Nakamura lahir pada 1919 di Hualien, di dalam komunitas suku Ami yang terkenal dengan keberanian dan ketangguhannya menghadapi alam liar. Menurut kakak perempuannya, ia seorang bayi dengan daya tahan tubuh yang hebat. Ketika berangkat remaja, sang kakak melihat bakatnya yang luar biasa dalam memainkan pisau. Ia juga biasa mengambil keputusan dengan tegas.
Seperti pemuda suku Ami umumnya, Teruo Nakamura bergabung dalam satuan sukarelawan Takasago dalam angkatan bersenjata Jepang. Inilah kesatuan tangguh yang dapat bertahan dan bertempur secara luar biasa di wilayah-wilayah tropis. Namun pendapat lain menyebut mereka juga merupakan kesatuan yang tidak diakui haknya: tak pernah mendapatkan tunjangan kesehatan memadai, bahkan tak berhak menerima pensiun. Jumlah sukarelawan semacam ini mencapai 7.000 orang.
Nakamura sendiri tidak akan menerima pensiun di Jepang karena, sesudah perjanjian Postdam (1945), Jepang hanya menerima tentara Jepang asli. Sewaktu ditanyakan ke mana ia akan pulang, Nakamura memutuskan, "Kalau ada kapal ke Taiwan, saya akan pulang ke Taiwan." Pada kesempatan yang sama ia juga mengatakan, "Tapi, kalau tak ada kapal, saya ingin tinggal di Morotai ini saja."

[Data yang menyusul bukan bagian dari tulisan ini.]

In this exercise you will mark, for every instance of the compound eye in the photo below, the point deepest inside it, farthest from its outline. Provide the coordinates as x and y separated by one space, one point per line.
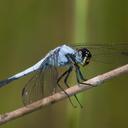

Nakamura dan Morotai, dua yang sulit berpisah. Ketika kembali ke Taiwan, Nakamura membawa serta barang-barang yang menopang hidupnya di Pulau Morotai: kalender kayu, belat penangkap ikan yang terbuat dari rotan, perangkap binatang (juga dari rotan), serta topi baja sebagai wadah untuk menggoreng dan merebus, dan lain-lain.
Ketika mendarat di Desa Sangowo dulu, masyarakat setempat kerap menyaksikan Nakamura dan satuannya yang dipimpin Mayor Kawashima dengan takjub. Mereka melihat kegagahan pasukan ini. Dalam perkembangannya, masyarakat di desa itu juga menyaksikan kisah cinta antara prajurit yang satu ini dan seorang "kembang desa". Ya, Nakamura memang telah menikah dengan Li Lanying di Taiwan sana. Tapi di Desa Sangowo itu ia tak kuasa melihat kecantikan seorang gadis lokal bernama Nifa—mungkin kependekan dari Hanifa. Sebaliknya, Nifa juga tak bisa menampik daya tarik Nakamura.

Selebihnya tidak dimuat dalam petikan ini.